The Talentum range comprises three different detectors, all based around the same core concept, but with a differing resistance to false activations. These are the IR2, IR3 and UV/IR2.
The UV/IR2 offers the best detection speed, flexibility and false alarm resistance of any detector in the range. With sensing elements in the ultraviolet and near infrared region, it looks at the complete energy characteristics of a flame. This allows it to discriminate between a flame and a wide variety of false alarm sources, including sunlight, welding, artificial lighting and lightening. The only drawback to the UV/IR2 is that, within a very dirty environment the UV signal can drop, making the detector less sensitive and therefore requiring a larger flame to activate the detector. For this reason, the IR3 was developed.
Designed with dirty environments in mind, the IR3 is a detector that can cope with the high levels of local pollution. Relying on three IR sensors to function, the infrared light of the flame can easily penetrate through the majority of dust and dirt that builds up in heavy, industrial environments. The three sensors allow the detector to disregard some false sources such as lighting and indirect sunlight. As such, these detectors are usually our first choice for industrial applications, where constant maintenance can be difficult and the environment challenging.
This model is the most basic in the range, covering the near infrared region with its two sensors, both of which must activate to signal a fire.

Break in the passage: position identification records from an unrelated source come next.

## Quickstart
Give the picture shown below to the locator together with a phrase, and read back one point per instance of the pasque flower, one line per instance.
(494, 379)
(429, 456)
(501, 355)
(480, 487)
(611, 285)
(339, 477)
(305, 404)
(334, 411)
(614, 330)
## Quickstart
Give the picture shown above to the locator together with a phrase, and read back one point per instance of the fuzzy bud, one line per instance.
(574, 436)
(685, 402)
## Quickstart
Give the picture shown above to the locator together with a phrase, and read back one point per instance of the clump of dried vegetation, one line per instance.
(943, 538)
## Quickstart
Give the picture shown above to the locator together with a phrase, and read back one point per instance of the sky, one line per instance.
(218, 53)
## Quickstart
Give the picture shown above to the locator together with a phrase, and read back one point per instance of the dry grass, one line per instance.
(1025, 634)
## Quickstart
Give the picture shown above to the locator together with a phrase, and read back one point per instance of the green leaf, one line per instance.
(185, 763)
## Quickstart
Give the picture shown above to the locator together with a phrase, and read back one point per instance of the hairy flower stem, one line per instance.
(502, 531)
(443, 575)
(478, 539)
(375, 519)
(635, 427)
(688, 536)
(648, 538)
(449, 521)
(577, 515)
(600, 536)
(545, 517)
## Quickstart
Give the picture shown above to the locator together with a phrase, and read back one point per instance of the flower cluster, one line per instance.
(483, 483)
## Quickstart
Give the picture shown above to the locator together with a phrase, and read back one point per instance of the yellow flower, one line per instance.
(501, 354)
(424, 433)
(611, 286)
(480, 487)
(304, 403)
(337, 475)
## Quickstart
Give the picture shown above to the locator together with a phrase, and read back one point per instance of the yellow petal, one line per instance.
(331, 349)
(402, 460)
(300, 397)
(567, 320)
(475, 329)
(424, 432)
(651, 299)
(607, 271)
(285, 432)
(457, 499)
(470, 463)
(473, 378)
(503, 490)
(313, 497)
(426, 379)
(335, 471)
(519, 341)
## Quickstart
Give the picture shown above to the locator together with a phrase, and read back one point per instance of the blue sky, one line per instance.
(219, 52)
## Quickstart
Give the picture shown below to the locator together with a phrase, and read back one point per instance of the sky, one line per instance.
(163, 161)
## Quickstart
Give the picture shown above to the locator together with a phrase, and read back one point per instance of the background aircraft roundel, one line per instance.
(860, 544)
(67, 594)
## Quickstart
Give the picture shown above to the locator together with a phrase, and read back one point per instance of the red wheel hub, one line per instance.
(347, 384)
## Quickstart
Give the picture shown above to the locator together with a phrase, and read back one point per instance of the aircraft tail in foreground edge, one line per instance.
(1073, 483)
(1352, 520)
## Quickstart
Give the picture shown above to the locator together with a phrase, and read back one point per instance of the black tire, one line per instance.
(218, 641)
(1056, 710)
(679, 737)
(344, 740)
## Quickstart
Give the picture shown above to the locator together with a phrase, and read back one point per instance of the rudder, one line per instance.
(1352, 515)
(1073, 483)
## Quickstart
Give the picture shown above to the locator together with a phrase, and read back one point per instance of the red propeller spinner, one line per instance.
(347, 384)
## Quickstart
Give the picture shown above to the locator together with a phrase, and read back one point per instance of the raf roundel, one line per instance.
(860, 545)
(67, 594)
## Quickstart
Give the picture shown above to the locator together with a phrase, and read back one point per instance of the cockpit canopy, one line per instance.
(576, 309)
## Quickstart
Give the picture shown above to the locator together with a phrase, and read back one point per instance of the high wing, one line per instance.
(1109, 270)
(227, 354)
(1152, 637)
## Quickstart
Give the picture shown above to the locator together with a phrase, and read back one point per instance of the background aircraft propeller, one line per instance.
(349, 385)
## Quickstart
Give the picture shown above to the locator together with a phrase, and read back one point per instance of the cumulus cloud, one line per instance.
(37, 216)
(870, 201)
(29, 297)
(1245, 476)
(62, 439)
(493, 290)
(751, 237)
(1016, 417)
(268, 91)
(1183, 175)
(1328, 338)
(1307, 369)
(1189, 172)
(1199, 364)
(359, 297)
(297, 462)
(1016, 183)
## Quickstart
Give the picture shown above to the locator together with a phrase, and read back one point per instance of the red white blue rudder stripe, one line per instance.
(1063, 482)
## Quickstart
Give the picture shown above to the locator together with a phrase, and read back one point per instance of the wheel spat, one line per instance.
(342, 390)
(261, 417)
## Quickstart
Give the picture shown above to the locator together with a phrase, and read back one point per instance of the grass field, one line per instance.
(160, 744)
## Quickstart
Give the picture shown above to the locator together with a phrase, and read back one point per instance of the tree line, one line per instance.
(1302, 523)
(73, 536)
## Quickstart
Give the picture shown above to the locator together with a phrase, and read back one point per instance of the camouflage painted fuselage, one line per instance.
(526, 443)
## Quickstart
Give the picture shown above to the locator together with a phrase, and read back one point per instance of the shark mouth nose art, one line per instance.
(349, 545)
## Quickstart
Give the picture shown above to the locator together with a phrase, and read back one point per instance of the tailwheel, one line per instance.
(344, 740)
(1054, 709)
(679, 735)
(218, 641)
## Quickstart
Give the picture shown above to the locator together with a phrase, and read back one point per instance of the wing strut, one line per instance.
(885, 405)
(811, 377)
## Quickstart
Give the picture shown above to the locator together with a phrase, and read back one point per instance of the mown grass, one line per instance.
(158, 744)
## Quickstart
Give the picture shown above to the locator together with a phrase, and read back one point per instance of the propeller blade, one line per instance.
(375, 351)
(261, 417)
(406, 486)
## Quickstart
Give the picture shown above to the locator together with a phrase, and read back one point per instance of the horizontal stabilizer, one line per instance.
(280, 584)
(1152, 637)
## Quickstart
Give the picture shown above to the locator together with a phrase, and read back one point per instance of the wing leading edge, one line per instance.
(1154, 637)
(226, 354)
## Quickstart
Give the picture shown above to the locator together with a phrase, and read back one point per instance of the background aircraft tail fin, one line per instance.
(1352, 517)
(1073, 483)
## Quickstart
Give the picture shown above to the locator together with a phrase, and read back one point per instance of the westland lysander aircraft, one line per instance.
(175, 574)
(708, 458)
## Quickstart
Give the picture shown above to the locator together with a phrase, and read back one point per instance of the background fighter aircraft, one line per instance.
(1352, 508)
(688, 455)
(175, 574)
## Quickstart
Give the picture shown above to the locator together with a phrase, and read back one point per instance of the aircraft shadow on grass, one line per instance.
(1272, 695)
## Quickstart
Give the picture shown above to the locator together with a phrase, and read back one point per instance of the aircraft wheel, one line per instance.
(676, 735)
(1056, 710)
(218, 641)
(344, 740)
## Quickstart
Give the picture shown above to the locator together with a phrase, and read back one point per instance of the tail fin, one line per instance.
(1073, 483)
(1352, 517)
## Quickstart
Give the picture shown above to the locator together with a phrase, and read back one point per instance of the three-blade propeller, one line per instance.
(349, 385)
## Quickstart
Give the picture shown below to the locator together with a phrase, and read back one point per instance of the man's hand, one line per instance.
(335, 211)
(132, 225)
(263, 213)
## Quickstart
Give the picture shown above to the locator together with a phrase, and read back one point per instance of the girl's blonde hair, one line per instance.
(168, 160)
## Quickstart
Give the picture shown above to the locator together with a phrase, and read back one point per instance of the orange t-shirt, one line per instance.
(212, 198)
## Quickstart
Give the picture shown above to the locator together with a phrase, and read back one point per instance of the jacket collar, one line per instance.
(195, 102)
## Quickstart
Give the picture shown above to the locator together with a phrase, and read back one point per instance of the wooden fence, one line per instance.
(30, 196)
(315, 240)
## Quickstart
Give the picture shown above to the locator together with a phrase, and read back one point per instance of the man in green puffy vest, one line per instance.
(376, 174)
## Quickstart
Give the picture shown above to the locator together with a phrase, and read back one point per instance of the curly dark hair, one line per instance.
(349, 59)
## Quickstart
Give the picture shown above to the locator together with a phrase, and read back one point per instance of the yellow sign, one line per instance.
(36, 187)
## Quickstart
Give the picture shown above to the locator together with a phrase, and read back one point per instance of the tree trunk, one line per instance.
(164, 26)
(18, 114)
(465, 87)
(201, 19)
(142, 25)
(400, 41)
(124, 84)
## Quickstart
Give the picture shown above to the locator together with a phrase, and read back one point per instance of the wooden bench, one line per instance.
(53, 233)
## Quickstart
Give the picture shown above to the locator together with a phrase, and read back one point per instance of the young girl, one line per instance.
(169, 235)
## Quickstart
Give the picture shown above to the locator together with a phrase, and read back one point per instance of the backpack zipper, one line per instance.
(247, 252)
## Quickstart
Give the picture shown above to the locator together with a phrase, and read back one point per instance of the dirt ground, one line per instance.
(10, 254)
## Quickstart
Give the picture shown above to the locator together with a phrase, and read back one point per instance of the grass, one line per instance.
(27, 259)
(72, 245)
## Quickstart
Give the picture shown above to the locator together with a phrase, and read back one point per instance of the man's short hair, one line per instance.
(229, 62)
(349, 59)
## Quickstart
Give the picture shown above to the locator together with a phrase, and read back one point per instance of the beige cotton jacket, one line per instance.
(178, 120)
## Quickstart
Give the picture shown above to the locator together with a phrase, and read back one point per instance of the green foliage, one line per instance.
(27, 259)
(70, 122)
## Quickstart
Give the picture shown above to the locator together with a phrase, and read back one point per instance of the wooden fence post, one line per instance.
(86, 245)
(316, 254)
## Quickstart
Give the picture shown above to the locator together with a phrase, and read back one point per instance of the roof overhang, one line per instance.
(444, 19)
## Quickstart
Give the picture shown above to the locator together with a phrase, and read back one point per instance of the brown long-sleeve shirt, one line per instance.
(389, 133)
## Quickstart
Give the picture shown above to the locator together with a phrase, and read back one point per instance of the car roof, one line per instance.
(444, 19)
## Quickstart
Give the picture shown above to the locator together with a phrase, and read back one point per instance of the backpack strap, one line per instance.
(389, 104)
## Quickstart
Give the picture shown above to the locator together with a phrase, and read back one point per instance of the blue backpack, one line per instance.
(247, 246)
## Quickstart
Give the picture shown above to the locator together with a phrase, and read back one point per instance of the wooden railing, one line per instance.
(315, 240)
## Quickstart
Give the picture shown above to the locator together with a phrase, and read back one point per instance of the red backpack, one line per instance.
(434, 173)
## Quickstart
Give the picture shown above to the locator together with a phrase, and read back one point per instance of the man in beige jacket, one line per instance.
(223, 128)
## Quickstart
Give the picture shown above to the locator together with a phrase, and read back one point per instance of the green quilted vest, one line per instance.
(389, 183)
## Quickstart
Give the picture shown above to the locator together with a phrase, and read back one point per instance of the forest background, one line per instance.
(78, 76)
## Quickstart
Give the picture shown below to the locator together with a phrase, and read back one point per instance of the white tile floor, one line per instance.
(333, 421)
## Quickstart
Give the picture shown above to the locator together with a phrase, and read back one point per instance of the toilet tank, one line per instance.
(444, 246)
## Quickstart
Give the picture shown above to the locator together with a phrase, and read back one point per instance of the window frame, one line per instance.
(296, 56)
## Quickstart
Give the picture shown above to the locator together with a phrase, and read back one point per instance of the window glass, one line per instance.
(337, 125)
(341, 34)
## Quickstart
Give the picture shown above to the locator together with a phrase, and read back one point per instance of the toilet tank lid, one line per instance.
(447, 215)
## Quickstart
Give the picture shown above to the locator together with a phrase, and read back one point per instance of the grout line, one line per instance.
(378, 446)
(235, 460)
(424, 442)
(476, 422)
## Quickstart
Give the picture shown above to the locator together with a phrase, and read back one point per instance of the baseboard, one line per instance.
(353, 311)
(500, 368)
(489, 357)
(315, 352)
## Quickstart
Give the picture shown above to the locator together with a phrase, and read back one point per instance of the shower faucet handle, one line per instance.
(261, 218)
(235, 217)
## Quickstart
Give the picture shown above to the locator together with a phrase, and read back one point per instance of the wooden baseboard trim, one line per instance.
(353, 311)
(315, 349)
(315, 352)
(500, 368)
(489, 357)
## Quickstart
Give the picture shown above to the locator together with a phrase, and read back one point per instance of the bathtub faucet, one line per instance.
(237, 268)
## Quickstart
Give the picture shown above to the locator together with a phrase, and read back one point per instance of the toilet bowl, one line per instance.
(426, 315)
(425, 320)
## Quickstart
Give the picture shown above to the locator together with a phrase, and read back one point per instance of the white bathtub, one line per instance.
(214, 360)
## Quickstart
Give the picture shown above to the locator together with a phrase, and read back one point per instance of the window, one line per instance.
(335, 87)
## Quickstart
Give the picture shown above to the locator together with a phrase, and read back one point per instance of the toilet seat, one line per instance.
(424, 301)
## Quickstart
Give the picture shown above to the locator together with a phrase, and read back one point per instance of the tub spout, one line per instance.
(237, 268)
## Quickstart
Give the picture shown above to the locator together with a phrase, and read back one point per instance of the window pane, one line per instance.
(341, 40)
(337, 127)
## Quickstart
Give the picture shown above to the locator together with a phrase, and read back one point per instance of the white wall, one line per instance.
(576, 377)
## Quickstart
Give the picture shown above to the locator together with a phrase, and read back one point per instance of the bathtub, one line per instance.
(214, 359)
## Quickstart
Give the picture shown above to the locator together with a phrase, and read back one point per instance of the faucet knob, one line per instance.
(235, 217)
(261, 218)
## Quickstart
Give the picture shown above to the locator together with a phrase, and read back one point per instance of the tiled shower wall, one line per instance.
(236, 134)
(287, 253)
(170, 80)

This model has the least false alarm resistance, but can detect a fire very rapidly, making it ideal for detecting flames on units such as conveyors or other internal processing systems, where external light sources are kept to a minimum (Talentum also offers specialist machine fire detection). However, for the majority of applications, the UV/IR2 or IR3 are more suitable.
Completing the job
With all models, an extensive list of accessories and housings allows them to be installed in the most hazardous and challenging environments. This includes 316-grade stainless steel housings for high corrosion environments, Exd flameproof and Intrinsically Safe (IS) detectors for hazardous applications and weather shields for external use.
One detection technology for any fuel
Whilst false alarm resistance is very important, what really makes the technology behind these detectors stand out is its sheer flexibility in flame detection. The UV/IR2 offers the user a device that can detect flames from any form of combusting fuel. This includes common, carbon materials such as coal, cotton, paper, aviation fuel, petrol and other standard materials. The UV/IR2 has also detected fuels that have traditionally been very difficult to sense, including items such as sulphur, hydrogen, fluorine and magnesium. Whilst other manufacturers may offer several solutions to cover the full range of fuel types, the Talentum UV/IR2 can sense all of them. In a situation where there is doubt as to the nature of your risk, or you are detecting multiple fuel types within a single area, these broad-spectrum detectors offer the user an excellent solution. You can have confidence your life safety equipment will work, whatever your flame risk.
Dr. Daniel Waldron is Product Manager at FFE Ltd.